“没什么没什么,我说下次一定给你绣个更好的。”
时景年挑挑眉,笑吟吟的开口:“嗯,好好绣。”
说完就转过身准备要走了。
江醉月顿时松了一口气,惹得站在旁边的风苍雪一阵轻笑。
“怎么惹到景年了,让你这么怕?”
江醉月撇撇嘴,露岀个委屈的表情,可她却是万万不敢和风苍雪说明为什么的。
毕竟有一头狼就很可怕了,万一再让风苍雪也学坏了,那她就更惨了。
江醉月刚想开口说没事,便听到门口外忽然又传岀一声:“你今日别忙着岀门,等我去了书院回来,可能巳时左右,到时带你去参加个席宴。”
江醉月一扭头,见时景年站在门外看着她。
她忙乖乖点头。
“嗯嗯嗯,我知道了,今日本也没打算岀去。
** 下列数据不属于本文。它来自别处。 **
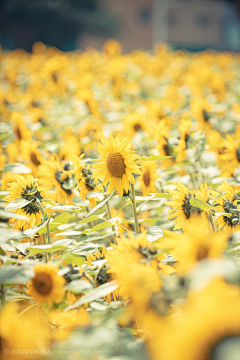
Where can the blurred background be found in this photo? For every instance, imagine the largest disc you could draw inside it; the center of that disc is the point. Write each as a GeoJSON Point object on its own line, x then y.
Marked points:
{"type": "Point", "coordinates": [136, 24]}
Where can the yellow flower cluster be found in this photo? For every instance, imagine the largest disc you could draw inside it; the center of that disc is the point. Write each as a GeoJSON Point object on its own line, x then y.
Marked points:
{"type": "Point", "coordinates": [120, 204]}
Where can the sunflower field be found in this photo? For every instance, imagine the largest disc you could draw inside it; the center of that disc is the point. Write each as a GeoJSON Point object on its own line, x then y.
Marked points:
{"type": "Point", "coordinates": [120, 204]}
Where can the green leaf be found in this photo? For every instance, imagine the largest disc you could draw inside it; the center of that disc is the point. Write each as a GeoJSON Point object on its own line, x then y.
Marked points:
{"type": "Point", "coordinates": [14, 275]}
{"type": "Point", "coordinates": [49, 201]}
{"type": "Point", "coordinates": [96, 293]}
{"type": "Point", "coordinates": [39, 249]}
{"type": "Point", "coordinates": [3, 194]}
{"type": "Point", "coordinates": [222, 214]}
{"type": "Point", "coordinates": [69, 233]}
{"type": "Point", "coordinates": [97, 306]}
{"type": "Point", "coordinates": [6, 247]}
{"type": "Point", "coordinates": [216, 198]}
{"type": "Point", "coordinates": [92, 218]}
{"type": "Point", "coordinates": [154, 233]}
{"type": "Point", "coordinates": [200, 204]}
{"type": "Point", "coordinates": [101, 204]}
{"type": "Point", "coordinates": [8, 215]}
{"type": "Point", "coordinates": [61, 219]}
{"type": "Point", "coordinates": [153, 158]}
{"type": "Point", "coordinates": [160, 195]}
{"type": "Point", "coordinates": [101, 226]}
{"type": "Point", "coordinates": [75, 259]}
{"type": "Point", "coordinates": [69, 184]}
{"type": "Point", "coordinates": [31, 232]}
{"type": "Point", "coordinates": [17, 204]}
{"type": "Point", "coordinates": [79, 286]}
{"type": "Point", "coordinates": [66, 207]}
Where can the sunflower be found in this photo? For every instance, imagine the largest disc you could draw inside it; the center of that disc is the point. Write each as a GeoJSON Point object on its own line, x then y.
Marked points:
{"type": "Point", "coordinates": [138, 274]}
{"type": "Point", "coordinates": [148, 177]}
{"type": "Point", "coordinates": [57, 176]}
{"type": "Point", "coordinates": [27, 189]}
{"type": "Point", "coordinates": [46, 285]}
{"type": "Point", "coordinates": [22, 330]}
{"type": "Point", "coordinates": [103, 276]}
{"type": "Point", "coordinates": [117, 164]}
{"type": "Point", "coordinates": [228, 203]}
{"type": "Point", "coordinates": [194, 245]}
{"type": "Point", "coordinates": [230, 156]}
{"type": "Point", "coordinates": [86, 181]}
{"type": "Point", "coordinates": [164, 147]}
{"type": "Point", "coordinates": [182, 209]}
{"type": "Point", "coordinates": [182, 145]}
{"type": "Point", "coordinates": [210, 319]}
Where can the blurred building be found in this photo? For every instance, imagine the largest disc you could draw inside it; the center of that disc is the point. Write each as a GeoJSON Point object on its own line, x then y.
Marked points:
{"type": "Point", "coordinates": [192, 24]}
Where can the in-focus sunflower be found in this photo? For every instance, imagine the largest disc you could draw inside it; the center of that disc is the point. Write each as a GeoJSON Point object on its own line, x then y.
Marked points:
{"type": "Point", "coordinates": [228, 203]}
{"type": "Point", "coordinates": [148, 177]}
{"type": "Point", "coordinates": [117, 164]}
{"type": "Point", "coordinates": [46, 285]}
{"type": "Point", "coordinates": [22, 132]}
{"type": "Point", "coordinates": [194, 245]}
{"type": "Point", "coordinates": [86, 181]}
{"type": "Point", "coordinates": [182, 209]}
{"type": "Point", "coordinates": [182, 145]}
{"type": "Point", "coordinates": [27, 189]}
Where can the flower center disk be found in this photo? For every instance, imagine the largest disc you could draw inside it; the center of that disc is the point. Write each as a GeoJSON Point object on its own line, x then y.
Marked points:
{"type": "Point", "coordinates": [42, 284]}
{"type": "Point", "coordinates": [115, 165]}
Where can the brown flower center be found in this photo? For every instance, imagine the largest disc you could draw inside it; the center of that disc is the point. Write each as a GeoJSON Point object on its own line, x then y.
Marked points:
{"type": "Point", "coordinates": [42, 283]}
{"type": "Point", "coordinates": [137, 127]}
{"type": "Point", "coordinates": [115, 165]}
{"type": "Point", "coordinates": [146, 178]}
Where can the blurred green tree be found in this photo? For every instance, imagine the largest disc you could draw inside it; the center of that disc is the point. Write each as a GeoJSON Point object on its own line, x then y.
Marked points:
{"type": "Point", "coordinates": [54, 22]}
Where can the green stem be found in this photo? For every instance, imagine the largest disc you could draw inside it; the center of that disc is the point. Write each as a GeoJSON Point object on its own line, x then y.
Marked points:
{"type": "Point", "coordinates": [45, 216]}
{"type": "Point", "coordinates": [134, 209]}
{"type": "Point", "coordinates": [108, 210]}
{"type": "Point", "coordinates": [211, 221]}
{"type": "Point", "coordinates": [3, 299]}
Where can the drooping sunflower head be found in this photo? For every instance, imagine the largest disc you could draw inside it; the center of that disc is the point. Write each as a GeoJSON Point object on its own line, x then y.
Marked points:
{"type": "Point", "coordinates": [148, 177]}
{"type": "Point", "coordinates": [46, 285]}
{"type": "Point", "coordinates": [182, 209]}
{"type": "Point", "coordinates": [228, 204]}
{"type": "Point", "coordinates": [56, 174]}
{"type": "Point", "coordinates": [29, 190]}
{"type": "Point", "coordinates": [117, 164]}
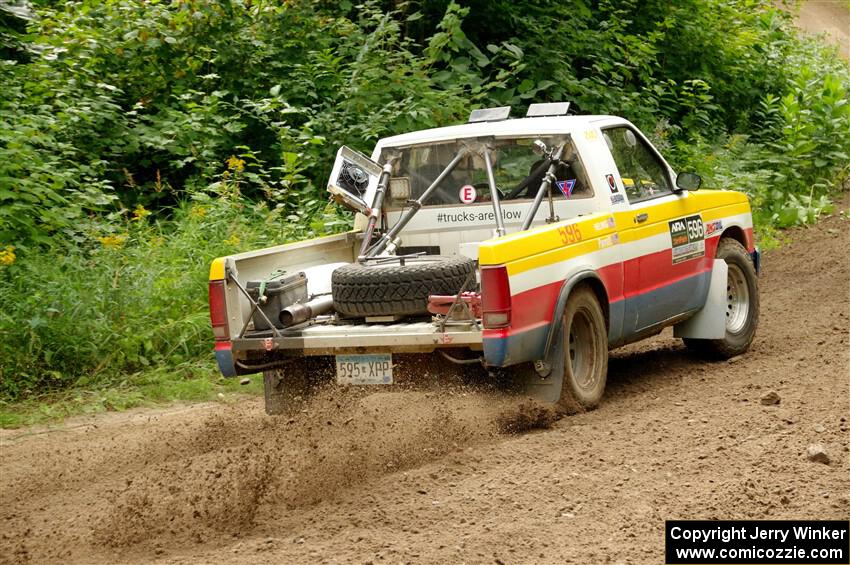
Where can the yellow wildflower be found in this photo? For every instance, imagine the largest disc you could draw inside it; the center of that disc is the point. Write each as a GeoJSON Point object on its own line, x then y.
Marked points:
{"type": "Point", "coordinates": [140, 213]}
{"type": "Point", "coordinates": [234, 163]}
{"type": "Point", "coordinates": [113, 241]}
{"type": "Point", "coordinates": [7, 256]}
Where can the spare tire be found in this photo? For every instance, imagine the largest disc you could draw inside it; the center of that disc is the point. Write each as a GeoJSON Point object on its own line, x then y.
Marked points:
{"type": "Point", "coordinates": [397, 286]}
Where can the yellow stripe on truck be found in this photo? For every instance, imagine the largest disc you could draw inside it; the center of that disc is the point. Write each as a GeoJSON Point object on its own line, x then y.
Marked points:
{"type": "Point", "coordinates": [551, 244]}
{"type": "Point", "coordinates": [217, 269]}
{"type": "Point", "coordinates": [524, 245]}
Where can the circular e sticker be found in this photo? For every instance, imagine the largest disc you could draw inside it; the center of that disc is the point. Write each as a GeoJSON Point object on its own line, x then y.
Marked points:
{"type": "Point", "coordinates": [467, 194]}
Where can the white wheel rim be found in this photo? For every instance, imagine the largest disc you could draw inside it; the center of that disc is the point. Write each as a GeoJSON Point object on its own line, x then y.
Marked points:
{"type": "Point", "coordinates": [737, 300]}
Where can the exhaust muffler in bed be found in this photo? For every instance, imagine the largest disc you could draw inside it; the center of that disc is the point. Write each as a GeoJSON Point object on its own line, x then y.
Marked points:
{"type": "Point", "coordinates": [298, 313]}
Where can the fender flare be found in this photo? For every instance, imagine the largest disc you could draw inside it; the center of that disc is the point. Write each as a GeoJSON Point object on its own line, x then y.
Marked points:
{"type": "Point", "coordinates": [564, 294]}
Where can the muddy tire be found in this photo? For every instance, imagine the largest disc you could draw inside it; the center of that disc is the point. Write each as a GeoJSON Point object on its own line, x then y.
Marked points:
{"type": "Point", "coordinates": [742, 305]}
{"type": "Point", "coordinates": [287, 388]}
{"type": "Point", "coordinates": [585, 352]}
{"type": "Point", "coordinates": [392, 288]}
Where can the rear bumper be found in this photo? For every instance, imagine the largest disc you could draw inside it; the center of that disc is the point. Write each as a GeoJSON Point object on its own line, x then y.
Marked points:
{"type": "Point", "coordinates": [756, 256]}
{"type": "Point", "coordinates": [416, 337]}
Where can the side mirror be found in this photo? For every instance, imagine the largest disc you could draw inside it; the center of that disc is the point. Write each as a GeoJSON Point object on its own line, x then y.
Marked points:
{"type": "Point", "coordinates": [688, 181]}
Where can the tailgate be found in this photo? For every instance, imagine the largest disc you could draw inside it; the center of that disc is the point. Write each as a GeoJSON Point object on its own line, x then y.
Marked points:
{"type": "Point", "coordinates": [331, 339]}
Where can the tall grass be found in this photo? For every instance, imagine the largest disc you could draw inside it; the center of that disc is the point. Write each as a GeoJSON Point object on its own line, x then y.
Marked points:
{"type": "Point", "coordinates": [128, 298]}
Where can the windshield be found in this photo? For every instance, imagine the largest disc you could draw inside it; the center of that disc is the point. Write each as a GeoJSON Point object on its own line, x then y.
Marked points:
{"type": "Point", "coordinates": [517, 169]}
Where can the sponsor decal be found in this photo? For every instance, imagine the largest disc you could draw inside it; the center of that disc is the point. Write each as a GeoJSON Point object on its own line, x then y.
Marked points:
{"type": "Point", "coordinates": [607, 223]}
{"type": "Point", "coordinates": [569, 234]}
{"type": "Point", "coordinates": [464, 217]}
{"type": "Point", "coordinates": [687, 236]}
{"type": "Point", "coordinates": [566, 187]}
{"type": "Point", "coordinates": [713, 227]}
{"type": "Point", "coordinates": [468, 194]}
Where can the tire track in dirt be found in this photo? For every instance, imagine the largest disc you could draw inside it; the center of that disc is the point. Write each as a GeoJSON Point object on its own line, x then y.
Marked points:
{"type": "Point", "coordinates": [425, 475]}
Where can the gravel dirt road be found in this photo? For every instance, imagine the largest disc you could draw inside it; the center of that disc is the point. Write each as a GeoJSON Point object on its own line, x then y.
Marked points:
{"type": "Point", "coordinates": [429, 474]}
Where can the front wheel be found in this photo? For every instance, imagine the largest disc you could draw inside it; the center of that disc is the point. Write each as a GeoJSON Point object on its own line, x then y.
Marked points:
{"type": "Point", "coordinates": [585, 352]}
{"type": "Point", "coordinates": [742, 304]}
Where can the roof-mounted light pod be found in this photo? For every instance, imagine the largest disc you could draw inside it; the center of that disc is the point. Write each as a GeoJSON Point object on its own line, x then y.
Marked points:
{"type": "Point", "coordinates": [489, 114]}
{"type": "Point", "coordinates": [548, 109]}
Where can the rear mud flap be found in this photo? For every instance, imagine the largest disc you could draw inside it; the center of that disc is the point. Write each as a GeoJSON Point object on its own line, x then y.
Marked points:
{"type": "Point", "coordinates": [710, 321]}
{"type": "Point", "coordinates": [548, 388]}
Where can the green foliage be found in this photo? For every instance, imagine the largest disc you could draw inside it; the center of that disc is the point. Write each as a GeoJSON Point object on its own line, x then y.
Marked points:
{"type": "Point", "coordinates": [138, 140]}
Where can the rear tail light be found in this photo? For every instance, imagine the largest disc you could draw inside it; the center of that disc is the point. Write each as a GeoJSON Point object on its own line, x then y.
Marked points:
{"type": "Point", "coordinates": [495, 297]}
{"type": "Point", "coordinates": [218, 311]}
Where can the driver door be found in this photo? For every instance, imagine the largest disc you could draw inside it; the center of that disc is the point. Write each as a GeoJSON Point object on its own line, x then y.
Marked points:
{"type": "Point", "coordinates": [667, 268]}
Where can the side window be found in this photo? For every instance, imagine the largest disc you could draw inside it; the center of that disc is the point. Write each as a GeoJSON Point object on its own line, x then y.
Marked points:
{"type": "Point", "coordinates": [643, 174]}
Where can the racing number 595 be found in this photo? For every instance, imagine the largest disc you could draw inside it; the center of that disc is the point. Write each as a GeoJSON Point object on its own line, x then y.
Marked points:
{"type": "Point", "coordinates": [569, 234]}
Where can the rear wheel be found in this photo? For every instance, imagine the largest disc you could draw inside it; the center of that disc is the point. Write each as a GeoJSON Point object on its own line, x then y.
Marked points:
{"type": "Point", "coordinates": [585, 352]}
{"type": "Point", "coordinates": [742, 304]}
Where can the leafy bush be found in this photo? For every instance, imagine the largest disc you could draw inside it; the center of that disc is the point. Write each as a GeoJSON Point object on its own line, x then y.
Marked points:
{"type": "Point", "coordinates": [138, 140]}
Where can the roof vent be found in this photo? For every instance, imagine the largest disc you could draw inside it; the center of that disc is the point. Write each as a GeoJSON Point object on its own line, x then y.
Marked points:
{"type": "Point", "coordinates": [490, 114]}
{"type": "Point", "coordinates": [548, 109]}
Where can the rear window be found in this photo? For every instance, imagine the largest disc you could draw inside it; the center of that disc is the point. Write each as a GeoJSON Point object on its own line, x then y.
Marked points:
{"type": "Point", "coordinates": [517, 169]}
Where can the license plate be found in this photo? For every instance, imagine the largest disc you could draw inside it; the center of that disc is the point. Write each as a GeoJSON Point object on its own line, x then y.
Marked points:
{"type": "Point", "coordinates": [374, 369]}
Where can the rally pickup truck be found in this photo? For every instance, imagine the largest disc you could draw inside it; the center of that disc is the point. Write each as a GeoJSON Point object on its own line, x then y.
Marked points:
{"type": "Point", "coordinates": [530, 246]}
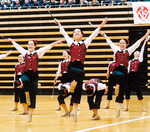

”
时景年满意了,这才真的转身离去。
风苍雪又是一声轻笑。
江醉月脸一垮,哀嚎一声快步扑进风苍雪怀中一阵蹭动。
“苍雪,你说,哪有他这样的,整日训我像训个猴子似的,谁受得了他啊?”
风苍雪又是一阵低笑,他伸手拍拍江醉月的背安抚道:“哪有人会说自己是猴子的?”
风苍雪并不会去评判江醉月与另外两人的相处方式,这是她与他们之间的私事,外人不便插手。
就如他自己不喜欢别人插手他与醉醉之间的事一样。
每两个人的相处方法都是只适用于他们的,旁人无法理解,自也是无从干涉。
“景年应该是要带你去参加学子间的锦花会,都是年纪轻轻的学子和女郎,你不是总说呆在家中无聊吗?正好趁此机会去看看,到时交两个朋友回来,你以后也就不会这么无聊了。”
江醉月一脸惊喜的抬头看向风苍雪。
“真的?”
“嗯!”
江醉月开心的欢呼了一声,转而又问风苍雪。